Republican candidate Al Melvin speaks Monday night at Pima Community College Northwest Campus for a debate put on by the Arizona Citizens Clean Election Commission.

J.D. Fitzgerald/The Explorer

Sen. Al Melvin was elected to a third term in the Arizona Senate Tuesday night, defeating Democrat Jo Holt for a seat in Legislative District 11, which was formerly District 26.

According to the unofficial count, Melvin leads Holt 38,590-28,185.

“I’m pleased with my re-election,” said Melvin. “But, I am also pleased with the election of my two teammates.”

Melvin ran along side Republicans Adam Kwasman and Sen.

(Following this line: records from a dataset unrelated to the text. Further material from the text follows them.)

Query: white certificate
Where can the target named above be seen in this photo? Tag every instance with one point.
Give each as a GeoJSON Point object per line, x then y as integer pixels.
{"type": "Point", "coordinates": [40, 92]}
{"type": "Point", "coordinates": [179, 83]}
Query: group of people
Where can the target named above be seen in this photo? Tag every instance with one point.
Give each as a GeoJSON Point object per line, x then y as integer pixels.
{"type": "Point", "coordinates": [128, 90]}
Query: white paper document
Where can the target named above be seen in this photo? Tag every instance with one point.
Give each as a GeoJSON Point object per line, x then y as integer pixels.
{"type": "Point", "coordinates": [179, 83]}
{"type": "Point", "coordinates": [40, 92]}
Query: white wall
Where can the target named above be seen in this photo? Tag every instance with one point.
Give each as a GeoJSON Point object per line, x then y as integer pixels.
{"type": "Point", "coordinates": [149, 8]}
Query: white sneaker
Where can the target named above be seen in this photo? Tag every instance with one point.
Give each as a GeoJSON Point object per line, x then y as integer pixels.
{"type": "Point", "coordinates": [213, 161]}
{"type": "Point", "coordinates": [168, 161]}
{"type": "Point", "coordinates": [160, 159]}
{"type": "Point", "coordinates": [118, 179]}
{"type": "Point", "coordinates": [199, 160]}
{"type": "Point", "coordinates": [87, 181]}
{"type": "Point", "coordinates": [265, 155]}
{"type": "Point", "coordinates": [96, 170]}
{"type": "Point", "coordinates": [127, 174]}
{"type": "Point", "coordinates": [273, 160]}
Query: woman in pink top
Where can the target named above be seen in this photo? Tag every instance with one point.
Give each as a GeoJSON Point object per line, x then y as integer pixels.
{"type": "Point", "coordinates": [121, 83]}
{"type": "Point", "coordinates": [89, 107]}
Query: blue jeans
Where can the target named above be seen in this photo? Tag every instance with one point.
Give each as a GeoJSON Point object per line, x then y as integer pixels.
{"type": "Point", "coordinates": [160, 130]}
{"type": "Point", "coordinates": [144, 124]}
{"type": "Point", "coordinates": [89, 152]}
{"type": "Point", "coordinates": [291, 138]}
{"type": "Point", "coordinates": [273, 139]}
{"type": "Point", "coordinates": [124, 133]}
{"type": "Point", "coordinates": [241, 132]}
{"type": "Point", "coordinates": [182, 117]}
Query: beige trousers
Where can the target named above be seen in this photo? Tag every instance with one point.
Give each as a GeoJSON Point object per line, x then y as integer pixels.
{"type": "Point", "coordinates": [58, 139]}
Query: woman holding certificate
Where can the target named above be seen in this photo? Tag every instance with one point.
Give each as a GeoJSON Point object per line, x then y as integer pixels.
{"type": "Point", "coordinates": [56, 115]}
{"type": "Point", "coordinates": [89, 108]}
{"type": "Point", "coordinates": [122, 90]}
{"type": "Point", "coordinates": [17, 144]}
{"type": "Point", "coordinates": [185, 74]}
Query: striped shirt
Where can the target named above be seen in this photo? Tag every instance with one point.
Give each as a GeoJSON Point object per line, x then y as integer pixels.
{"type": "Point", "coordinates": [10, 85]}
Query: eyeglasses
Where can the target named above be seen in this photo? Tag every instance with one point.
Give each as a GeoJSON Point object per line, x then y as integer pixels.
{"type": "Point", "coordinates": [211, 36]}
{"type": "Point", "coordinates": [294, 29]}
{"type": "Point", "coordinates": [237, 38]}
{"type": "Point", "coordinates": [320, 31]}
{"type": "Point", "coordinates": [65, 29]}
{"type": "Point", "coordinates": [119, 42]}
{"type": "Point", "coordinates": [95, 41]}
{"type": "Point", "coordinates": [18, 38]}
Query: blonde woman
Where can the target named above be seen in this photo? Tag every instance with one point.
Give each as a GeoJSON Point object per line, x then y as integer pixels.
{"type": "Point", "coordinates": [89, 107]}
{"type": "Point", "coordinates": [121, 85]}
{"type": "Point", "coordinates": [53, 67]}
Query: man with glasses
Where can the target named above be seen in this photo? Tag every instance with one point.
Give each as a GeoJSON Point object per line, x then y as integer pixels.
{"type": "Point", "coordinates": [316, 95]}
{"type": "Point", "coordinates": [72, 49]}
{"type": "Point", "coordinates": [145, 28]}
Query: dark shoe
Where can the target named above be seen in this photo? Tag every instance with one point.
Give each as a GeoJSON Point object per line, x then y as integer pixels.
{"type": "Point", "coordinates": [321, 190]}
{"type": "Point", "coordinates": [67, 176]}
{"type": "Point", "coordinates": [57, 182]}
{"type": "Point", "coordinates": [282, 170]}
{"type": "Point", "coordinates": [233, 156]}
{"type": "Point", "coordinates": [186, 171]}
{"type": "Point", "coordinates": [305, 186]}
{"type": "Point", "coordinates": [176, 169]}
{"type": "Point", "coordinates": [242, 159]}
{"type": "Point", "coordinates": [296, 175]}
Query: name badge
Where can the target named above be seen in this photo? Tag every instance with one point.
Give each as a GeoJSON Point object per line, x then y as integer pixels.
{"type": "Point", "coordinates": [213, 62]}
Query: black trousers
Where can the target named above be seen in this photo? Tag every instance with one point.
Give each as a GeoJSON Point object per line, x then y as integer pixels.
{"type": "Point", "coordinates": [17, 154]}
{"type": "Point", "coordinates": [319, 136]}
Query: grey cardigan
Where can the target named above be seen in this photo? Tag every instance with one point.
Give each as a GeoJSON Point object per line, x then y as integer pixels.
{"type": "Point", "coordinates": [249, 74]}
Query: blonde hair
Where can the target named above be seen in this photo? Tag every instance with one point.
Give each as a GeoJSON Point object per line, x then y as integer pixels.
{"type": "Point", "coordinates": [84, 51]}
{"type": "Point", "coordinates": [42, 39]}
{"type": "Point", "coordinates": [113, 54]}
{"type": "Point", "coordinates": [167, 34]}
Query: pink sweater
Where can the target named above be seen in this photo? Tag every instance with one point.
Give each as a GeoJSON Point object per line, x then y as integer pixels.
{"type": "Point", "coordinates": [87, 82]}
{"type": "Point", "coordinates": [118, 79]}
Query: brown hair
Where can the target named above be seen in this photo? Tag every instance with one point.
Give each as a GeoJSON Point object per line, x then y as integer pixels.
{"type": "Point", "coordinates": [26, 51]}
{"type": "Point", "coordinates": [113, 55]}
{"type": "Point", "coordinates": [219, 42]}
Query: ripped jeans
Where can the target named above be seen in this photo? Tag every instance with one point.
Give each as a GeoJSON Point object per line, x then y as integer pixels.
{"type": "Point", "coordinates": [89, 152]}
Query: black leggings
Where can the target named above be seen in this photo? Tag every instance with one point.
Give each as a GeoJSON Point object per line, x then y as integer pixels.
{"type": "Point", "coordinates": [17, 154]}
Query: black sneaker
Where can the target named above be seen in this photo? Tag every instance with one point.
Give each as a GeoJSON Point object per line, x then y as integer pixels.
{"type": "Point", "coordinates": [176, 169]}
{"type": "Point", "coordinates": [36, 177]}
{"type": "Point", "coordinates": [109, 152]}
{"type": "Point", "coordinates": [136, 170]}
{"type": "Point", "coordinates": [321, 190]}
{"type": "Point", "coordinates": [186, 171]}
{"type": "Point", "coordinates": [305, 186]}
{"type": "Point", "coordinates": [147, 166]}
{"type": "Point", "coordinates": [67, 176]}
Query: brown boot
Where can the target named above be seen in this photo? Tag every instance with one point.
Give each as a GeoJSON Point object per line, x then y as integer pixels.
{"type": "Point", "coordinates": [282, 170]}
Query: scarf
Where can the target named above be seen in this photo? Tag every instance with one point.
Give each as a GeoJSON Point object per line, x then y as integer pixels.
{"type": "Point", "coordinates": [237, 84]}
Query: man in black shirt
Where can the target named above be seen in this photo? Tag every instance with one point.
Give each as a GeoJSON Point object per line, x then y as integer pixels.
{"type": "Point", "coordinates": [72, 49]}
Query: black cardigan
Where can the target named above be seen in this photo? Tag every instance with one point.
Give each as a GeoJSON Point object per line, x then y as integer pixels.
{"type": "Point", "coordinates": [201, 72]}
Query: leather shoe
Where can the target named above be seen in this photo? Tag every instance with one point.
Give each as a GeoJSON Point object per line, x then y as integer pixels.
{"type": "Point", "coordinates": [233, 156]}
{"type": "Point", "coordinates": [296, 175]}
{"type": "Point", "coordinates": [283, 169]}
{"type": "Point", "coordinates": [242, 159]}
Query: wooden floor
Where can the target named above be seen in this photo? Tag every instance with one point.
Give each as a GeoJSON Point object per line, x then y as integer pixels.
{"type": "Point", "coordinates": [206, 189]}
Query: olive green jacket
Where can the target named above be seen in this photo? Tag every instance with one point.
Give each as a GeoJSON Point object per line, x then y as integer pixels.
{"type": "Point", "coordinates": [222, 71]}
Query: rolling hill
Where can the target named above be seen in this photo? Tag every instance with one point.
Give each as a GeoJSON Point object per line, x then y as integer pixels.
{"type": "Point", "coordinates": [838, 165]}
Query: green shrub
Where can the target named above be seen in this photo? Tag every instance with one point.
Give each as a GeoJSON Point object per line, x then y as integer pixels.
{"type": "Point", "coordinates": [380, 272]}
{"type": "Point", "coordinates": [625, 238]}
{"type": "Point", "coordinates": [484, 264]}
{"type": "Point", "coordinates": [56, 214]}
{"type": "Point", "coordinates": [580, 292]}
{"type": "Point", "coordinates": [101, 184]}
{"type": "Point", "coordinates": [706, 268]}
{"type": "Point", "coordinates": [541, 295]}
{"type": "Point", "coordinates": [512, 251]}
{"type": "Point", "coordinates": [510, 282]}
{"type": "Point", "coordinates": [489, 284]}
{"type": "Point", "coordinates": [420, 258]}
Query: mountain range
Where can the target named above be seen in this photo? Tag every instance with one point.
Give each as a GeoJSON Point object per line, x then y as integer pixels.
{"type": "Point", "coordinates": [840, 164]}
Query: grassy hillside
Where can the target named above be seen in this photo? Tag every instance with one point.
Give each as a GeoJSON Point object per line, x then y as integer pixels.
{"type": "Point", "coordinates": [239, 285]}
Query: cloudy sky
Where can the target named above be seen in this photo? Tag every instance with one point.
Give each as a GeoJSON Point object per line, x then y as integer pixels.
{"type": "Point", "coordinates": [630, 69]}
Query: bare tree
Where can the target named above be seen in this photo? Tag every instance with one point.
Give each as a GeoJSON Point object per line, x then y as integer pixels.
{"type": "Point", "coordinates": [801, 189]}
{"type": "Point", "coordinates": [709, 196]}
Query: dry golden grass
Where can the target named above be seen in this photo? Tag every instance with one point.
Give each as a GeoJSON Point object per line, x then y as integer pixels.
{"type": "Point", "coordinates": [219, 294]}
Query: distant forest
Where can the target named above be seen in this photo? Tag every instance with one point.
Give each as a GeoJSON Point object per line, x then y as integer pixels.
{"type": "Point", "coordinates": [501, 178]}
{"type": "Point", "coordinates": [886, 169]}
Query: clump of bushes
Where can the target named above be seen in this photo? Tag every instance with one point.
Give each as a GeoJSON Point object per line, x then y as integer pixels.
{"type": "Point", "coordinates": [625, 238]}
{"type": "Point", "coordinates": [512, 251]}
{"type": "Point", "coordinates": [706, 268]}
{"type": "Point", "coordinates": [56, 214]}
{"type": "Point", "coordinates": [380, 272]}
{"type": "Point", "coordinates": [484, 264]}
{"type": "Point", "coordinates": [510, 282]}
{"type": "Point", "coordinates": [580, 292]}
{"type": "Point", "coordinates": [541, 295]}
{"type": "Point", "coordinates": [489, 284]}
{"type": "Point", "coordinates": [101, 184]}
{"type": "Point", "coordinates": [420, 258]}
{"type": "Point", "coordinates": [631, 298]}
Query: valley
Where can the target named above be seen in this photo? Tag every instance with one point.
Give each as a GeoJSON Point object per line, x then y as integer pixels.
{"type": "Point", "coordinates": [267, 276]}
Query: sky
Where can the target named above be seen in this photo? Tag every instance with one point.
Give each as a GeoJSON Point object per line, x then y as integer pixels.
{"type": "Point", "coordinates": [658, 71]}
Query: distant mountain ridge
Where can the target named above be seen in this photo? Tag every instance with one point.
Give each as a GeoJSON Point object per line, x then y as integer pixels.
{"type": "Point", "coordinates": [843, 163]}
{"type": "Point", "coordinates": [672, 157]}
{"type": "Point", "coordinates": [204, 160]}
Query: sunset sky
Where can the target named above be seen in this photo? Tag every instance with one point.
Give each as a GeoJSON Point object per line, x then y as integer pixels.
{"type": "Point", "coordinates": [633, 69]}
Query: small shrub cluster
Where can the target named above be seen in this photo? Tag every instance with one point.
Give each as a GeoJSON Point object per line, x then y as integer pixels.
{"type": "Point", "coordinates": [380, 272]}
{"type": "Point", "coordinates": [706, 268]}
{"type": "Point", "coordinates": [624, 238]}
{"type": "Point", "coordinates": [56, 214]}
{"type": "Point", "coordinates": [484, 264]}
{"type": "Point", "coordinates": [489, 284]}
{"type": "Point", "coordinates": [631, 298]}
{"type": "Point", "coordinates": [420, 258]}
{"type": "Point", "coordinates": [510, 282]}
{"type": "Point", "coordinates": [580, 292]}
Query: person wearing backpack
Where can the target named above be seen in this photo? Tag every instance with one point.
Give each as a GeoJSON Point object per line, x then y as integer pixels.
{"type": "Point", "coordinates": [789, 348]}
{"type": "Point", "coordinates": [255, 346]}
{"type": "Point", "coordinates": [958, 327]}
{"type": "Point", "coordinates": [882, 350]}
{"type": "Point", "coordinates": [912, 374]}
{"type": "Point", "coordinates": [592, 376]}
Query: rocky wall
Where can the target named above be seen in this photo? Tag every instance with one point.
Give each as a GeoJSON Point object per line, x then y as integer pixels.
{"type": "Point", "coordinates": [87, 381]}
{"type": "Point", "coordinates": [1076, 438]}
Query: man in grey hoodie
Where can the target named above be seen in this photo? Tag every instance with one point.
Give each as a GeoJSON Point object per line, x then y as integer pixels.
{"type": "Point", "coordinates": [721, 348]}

Steve Smith, who were running for the two seats in the House of Representatives for LD11.

The three ran as a team throughout the general election, appearing on signs and print advertisements together.

Melvin commended Smith for working as a team to help the Republican party, rather than running for the Senate.

Melvin said the way the Arizona Redistricting Commission drew the new district lines in the state showed a plan to pin Republicans against each other.

Before redistricting, Smith served as a Senator in the former Legislative District 23. After redistricting, is seat fell into Melvin’s district in LD11.

“You can see what the commission did with the redistricting, and a Democrat-leading chairwoman who drew the lines. They put me in a Republican district, but pinned me against a fellow Republican. They had hoped we would tear each other apart in the primary, and a Democrat would just around and pick up the pieces. (Steve Smith) was working for the party here.”

Smith, who opted not to see a Senate seat, went on to win the election. He and Kwasan defeated Democrat David Joseph.

Besides LD11, Melvin said the redistricting hurt other Republicans in the Nov. 6 General Election.

Melvin blamed the new district lines on incumbent Sen. Frank Antenori losing in LD 10. Antenori lost to Democrat David Bradley 37,157-31,919.

Melvin said Antenori’s district was purposely drawn to have more Democrats than Republicans, giving an unfair advantage to Bradley.

Now that Melvin has been elected to a new two-year term, the senator said he plans to continue looking at education, jobs and recruiting more businesses to come to Arizona.

Melvin said he hopes to continue as chairman of the state’s Commerce and Energy Committee, which is tasked with creating more jobs in Arizona.

In looking at the economy, Melvin said he is going to push for the opening of the controversial Rosemont Copper Mine in the Santa Rita Mountains.

Melvin said he’d like the state to create two legislative caucuses; having one focus on mining, and the other on tourism.